Ia menyatakan untuk mengetahui jawaban itu dibutuhkan analisis lebih jauh mengenai besaran porsi pengeluaran untuk makanan kelas menengah. BPS harus melihat data konkretnya komoditas apa yang sebenarnya memberikan kontribusi terbesar dari kelompok pengeluaran makanan.
Meski demikian, Amalia menyebut konsumsi makanan memang menjadi pengeluaran terbesar untuk kelas menengah maupun calon kelas menengah (AMC). Dia mengatakan proporsi pengeluaran makanan ini mencapai 40 persen lebih dari total pengeluaran tiap bulan. (CNBC Indonesia)
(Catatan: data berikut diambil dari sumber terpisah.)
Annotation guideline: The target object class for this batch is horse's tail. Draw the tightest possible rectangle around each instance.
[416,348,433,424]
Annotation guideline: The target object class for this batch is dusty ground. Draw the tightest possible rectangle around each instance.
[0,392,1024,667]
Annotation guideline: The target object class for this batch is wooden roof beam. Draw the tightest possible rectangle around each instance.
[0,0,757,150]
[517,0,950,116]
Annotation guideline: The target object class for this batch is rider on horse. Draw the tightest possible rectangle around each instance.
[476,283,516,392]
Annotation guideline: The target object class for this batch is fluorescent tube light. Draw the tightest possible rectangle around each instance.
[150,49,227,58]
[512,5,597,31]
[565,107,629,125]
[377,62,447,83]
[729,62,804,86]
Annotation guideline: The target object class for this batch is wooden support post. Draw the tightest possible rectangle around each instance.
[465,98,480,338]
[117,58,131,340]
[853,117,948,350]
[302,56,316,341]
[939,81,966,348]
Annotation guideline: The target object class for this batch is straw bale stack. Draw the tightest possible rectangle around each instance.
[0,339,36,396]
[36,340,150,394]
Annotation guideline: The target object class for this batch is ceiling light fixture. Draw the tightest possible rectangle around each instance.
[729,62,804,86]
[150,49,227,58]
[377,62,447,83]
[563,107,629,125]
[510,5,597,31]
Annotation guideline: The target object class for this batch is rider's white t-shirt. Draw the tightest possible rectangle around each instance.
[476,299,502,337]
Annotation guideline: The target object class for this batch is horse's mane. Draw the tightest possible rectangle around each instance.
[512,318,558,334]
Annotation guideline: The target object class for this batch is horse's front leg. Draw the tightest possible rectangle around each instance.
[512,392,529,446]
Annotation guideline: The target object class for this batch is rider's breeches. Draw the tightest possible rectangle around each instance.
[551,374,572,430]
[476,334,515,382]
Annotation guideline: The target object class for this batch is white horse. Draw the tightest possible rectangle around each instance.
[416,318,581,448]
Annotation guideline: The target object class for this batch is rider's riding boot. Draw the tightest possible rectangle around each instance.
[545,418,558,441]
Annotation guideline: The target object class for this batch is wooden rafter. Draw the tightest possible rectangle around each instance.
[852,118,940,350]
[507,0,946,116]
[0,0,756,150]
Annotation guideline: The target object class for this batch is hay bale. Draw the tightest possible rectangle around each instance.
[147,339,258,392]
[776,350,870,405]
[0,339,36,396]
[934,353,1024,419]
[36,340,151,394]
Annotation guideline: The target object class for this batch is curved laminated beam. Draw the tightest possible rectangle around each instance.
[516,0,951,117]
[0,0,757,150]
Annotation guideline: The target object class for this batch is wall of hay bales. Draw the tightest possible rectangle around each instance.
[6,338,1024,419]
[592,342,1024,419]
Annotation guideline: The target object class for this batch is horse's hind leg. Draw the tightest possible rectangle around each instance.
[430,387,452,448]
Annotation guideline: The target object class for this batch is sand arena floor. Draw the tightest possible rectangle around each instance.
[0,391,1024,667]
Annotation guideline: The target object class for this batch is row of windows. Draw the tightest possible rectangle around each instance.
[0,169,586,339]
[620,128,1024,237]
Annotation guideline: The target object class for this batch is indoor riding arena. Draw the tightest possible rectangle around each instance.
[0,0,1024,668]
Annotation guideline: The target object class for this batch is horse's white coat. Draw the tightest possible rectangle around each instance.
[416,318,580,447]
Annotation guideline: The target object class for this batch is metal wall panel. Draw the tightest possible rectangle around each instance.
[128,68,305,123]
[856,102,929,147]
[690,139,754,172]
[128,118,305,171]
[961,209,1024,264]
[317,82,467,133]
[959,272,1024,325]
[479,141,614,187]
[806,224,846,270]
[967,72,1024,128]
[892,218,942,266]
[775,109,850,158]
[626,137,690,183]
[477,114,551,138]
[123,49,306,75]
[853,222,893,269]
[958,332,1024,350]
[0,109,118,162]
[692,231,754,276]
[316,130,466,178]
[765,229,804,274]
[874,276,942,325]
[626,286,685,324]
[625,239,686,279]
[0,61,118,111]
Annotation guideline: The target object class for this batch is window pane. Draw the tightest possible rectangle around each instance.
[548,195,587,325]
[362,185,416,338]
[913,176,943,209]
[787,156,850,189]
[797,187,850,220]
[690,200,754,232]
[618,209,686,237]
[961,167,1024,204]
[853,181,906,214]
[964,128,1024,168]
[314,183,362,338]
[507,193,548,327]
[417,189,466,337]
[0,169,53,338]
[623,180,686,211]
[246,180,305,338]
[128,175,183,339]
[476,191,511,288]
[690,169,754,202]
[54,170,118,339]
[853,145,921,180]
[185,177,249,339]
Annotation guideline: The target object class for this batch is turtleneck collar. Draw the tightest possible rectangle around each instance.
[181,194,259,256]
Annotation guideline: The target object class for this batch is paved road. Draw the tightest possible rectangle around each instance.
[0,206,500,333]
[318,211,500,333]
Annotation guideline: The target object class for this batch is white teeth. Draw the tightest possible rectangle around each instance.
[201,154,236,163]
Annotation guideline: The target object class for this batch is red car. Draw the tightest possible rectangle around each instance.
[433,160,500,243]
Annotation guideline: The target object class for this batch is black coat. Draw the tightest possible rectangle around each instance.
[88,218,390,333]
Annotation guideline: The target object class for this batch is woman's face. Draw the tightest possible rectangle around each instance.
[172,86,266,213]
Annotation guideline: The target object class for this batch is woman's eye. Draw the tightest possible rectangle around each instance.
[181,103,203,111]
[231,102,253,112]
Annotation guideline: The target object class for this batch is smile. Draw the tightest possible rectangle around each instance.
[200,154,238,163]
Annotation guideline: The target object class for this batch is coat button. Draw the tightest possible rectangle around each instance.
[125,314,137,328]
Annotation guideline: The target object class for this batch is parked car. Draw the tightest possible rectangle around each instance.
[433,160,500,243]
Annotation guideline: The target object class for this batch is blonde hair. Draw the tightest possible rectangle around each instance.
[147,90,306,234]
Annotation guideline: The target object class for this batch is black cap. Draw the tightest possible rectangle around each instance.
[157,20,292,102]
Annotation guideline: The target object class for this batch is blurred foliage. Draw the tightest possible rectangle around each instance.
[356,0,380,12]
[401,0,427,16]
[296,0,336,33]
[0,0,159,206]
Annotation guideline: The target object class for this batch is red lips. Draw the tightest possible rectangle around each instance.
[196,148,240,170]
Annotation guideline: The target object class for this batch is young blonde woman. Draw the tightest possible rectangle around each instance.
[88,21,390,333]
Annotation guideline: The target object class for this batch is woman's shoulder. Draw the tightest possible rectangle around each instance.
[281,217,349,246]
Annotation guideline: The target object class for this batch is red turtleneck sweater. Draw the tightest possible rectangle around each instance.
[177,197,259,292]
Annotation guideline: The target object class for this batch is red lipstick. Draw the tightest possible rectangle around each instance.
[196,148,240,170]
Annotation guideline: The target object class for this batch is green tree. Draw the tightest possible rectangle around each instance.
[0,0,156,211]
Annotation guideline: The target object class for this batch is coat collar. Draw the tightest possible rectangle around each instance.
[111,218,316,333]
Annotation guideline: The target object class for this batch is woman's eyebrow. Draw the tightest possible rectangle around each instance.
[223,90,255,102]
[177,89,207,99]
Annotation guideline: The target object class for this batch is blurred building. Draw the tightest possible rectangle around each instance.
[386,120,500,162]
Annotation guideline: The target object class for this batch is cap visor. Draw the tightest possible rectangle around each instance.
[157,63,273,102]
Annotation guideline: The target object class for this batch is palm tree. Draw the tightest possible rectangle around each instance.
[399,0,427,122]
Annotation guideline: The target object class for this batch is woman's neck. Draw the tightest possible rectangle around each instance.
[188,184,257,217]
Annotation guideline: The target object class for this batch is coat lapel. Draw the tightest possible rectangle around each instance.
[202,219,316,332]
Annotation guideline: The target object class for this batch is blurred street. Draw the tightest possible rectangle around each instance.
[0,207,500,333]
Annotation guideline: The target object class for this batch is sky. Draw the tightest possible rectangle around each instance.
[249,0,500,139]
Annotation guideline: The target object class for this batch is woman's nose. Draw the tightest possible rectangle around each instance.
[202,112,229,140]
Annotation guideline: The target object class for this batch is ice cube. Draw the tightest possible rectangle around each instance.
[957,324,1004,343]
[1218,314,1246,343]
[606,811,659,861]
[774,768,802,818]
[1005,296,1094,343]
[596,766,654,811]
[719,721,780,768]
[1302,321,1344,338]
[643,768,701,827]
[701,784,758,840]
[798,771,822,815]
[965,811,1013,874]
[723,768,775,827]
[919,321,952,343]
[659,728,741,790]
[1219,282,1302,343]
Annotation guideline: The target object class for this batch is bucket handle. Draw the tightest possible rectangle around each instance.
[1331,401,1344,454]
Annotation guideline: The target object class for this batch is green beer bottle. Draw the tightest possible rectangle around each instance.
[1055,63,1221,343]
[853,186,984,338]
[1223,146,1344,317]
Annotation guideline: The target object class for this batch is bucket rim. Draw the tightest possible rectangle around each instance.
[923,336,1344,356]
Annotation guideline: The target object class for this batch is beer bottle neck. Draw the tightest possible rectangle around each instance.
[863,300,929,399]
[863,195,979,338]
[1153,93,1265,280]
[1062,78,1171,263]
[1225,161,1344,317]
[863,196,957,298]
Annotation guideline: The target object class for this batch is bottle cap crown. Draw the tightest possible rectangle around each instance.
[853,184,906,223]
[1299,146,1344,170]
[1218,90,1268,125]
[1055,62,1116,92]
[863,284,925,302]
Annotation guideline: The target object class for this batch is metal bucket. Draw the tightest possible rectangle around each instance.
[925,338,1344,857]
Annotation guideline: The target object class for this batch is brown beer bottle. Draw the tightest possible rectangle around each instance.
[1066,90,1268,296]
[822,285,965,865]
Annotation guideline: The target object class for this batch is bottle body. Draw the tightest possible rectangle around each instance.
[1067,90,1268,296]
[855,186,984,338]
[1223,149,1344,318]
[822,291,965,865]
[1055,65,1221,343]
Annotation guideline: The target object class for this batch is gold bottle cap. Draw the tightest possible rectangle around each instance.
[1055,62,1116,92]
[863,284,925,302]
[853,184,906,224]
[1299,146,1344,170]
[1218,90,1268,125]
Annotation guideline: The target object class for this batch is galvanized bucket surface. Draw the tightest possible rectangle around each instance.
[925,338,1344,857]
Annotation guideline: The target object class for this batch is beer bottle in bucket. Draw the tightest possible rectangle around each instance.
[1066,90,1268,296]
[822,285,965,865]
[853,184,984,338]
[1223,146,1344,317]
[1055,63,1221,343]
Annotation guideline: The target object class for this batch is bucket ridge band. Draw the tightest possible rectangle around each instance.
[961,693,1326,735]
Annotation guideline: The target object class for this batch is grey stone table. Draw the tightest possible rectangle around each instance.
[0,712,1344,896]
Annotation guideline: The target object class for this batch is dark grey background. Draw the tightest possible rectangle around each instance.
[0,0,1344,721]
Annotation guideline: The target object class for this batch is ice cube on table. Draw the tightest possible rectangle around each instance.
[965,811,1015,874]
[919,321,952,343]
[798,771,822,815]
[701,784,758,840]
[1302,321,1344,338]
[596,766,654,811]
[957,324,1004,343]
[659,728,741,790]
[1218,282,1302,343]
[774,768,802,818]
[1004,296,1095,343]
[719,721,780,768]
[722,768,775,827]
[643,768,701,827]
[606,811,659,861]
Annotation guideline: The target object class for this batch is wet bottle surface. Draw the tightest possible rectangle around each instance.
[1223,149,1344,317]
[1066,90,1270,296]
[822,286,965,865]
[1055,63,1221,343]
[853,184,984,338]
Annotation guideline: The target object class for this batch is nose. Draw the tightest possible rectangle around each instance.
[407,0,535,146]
Harus Dicermati Secara Mendalam.
Terlepas dari pernyataan BPS secara eksplisit tidak menyatakan atau tidak membernarkan bahwa salah satu penyebab kelas menengah turun kelas atau jatuh miskin, karena mengkonsumsi air kemasan tersebut, yang jelas persoalan yang satu ini, persoalan penurunan jumlah kelas menengah ini atau jatuh miskinnya kelas menengah tersebut harus dicermati secara mendalam dan harus ada solusi yang mendasar, agar angka kemiskinan tidak terus "terdongkrak".
Sebenarnya kita sendiri dapat merasakan, bahwa mungkin kita juga termasuk dalam kelas menengah yang demikian, yang jelas sudah beberapa tahun terakhir ini kelas menengah ini sudah "makan tabungan" dan bahkan tidak sedikit yang sudah menunda konsumsi dan atau mengurangi konsumsi yang lain demi memenuhi kebutuhan pokoknya.
Saya sendiri, dengan jumlah keluarga 5 orang, mengkonsumsi air kemasan (air galon) dengan harga kisaran antara Rp. 15.000,- sampai Rp. 20.000,- per galon, sementara rata-rata sebulan saya menghabiskan 20 galon. Dengan demikian, saya harus mengeluarkan cuan/uang sekitar Rp. 400.000,- per bulan.
Belum lagi persediaan air kemasan ukuran botol untuk tamu atau untuk diletakkan dalam mobil, dengan demikian bisa saja satu keluarga dengan jumlah keluarga 5 orang tersebut menghabiskan cuan/uang sedikitnya sekitar Rp. 500.000,- per bulan.
Ini baru pengeluaran konsumsi untuk air kemasan saja, belum lagi untuk memenuhi kebutuhan pokok lainnya. Kita tahu bahwa kebutuhan pokok yang mau tidak mau harus dikeluarkan/dipenuhi adalah makan dan minum terlebih dahulu.